Here's another slice of EC BS, just at random:

He's also shorting Dr. King etc.

Here, Martin Epstein on King. Not a conservative, pro-freedom hero. But definitely a neocon hero. (The 1964 Civil Rights Act - which Ayn Rand called the worst violation of property rights in American history - was "drafted in the conference room of Religious Action Center of Reform Judaism," along with the 1965 Voting Rights Act.)

More:

the brave men of the Southern Christian Leadership Council. Who took up the fight against segregation particularly in the South because there was no one else organized to do it.

Organized by the CPUSA!

Here: "[Stanley] Levison was instrumental in all the activities of the Southern Christian Leadership Conference (SCLC), the organization established by King and other Southern black preachers to further the cause of civil rights. He professionalized the fund raising of the organization and took on much of the publicity tasks, in addition to serving as King's literary agent. He was also a close adviser of King."

Evil Neocon is a truthful man: his nickname of "Neocon" is accurate. His readers should realize they are being fed the neocon slant on everything.

1/9/08, 1:56 PM

Anonymous fifi said...

"Evil Neocon is a truthful man: his nickname of "Neocon" is accurate. His readers should realize they are being fed the neocon slant on everything."

David, now you have me worried that there must be something terribly wrong with Romney b/c EN is such an avid supporter. I mean he's even making Mitt out to be the son of a civil rights hero. I figured Romney to be the least hawkish in the field of neocons and neosocialists campaigning as Republicans but maybe I'm missing something.

Get your own candidate, Evil! Romney's spoken for. : p

1/10/08, 12:34 AM

Anonymous David said...

fifi:

Two words.

Ron.

Paul.

:-)

1/10/08, 6:08 PM

Anonymous fifi said...

Yes, David, I remember Ron Paul. He goes too far in his abrupt withdrawal from Iraq approach.

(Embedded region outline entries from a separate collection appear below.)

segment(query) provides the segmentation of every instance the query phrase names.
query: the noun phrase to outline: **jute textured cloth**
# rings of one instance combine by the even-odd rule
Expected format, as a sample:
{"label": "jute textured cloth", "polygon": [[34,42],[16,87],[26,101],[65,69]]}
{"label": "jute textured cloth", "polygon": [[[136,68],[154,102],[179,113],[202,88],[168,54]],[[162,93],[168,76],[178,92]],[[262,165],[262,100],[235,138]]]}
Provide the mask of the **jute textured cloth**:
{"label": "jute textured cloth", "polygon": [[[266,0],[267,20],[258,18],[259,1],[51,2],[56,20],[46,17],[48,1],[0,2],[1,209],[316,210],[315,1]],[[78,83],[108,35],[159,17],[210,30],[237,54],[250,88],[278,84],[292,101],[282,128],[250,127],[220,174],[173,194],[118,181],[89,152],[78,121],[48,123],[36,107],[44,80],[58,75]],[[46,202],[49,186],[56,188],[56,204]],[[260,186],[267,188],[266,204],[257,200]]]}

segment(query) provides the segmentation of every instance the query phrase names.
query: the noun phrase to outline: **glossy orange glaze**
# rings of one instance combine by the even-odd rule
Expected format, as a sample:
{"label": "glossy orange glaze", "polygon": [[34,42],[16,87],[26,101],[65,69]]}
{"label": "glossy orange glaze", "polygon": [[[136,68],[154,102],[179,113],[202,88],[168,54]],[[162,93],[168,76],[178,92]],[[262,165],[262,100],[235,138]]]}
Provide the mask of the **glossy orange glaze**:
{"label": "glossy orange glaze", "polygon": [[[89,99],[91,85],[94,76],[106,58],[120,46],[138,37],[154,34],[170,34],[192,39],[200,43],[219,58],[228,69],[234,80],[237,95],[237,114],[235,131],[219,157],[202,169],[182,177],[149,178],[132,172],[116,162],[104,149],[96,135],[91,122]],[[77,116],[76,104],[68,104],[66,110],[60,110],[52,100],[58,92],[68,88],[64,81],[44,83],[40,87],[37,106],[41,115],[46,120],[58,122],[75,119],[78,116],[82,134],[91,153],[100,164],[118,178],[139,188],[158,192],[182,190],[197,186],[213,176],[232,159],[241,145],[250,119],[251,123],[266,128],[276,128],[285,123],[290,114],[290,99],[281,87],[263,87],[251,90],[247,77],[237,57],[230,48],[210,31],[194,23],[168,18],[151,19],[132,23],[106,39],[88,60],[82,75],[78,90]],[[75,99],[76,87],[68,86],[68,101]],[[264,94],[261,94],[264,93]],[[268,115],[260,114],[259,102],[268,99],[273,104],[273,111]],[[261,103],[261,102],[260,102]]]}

I know everyone left is pretty much committed to neocon principles but I'm looking for a lesser evil neocon who might be willing to push for American interests with free trade and halt illegal immigration. Paul has interesting ideas but he's not electable and, like I said, I disagree with his Iraq strategy.

1/10/08, 9:33 PM

Blogger Thad Anderson said...

Glad to see someone else found Hitchens' column on Obama's race and religion offensive. I imagine that the lack of other blog responses correlates to his declining influence, but who knows.

Excerpt from my blog:

"Speaking of Obama, Christopher Hitchens has written yet another bizarre column that begs the question: "Why on Earth is this guy being paid to write about American politics?!" Not only does Hitchens claim that Obama should not be considered black, but he also seems to have a problem with the fact that the Obamas attend a predominantly black church. Of course, the fact that they go to church at all probably offends Hitchens, in and of itself. But aside from Hitchens' atheist fundamentalism, does he really not understand why it is notable that the United States has its first black front-runner? Hitchens asks "why is a man with a white mother considered to be 'black,' anyway?" Is he really completely unaware of the fact that millions of biracial people were the victims of legally-sanctioned discrimination as "blacks" over most of the course of American history? If we were living in a vacuum where the past was completely irrelevant, maybe Hitchens would have a point; since we aren't, one has to wonder how a major columnist has such a deaf ear to the historical context."

1/11/08, 11:00 PM

Blogger Steve Sailer said...

I think you kind of missed the point, Thad, which is that Hitchens, a notoriously psychologically unbalanced individual traumatized by a family ethnic background that strikes more stable people (such as his brother Peter) as perfectly non-traumatizing, resembles Obama. (Indeed, Obama's half-brother Mark is kind of like Peter Hitchens.)

By the commutative property, that means a potential President of the United State is a lot like Christopher Hitchens, which is a scary thought, indeed.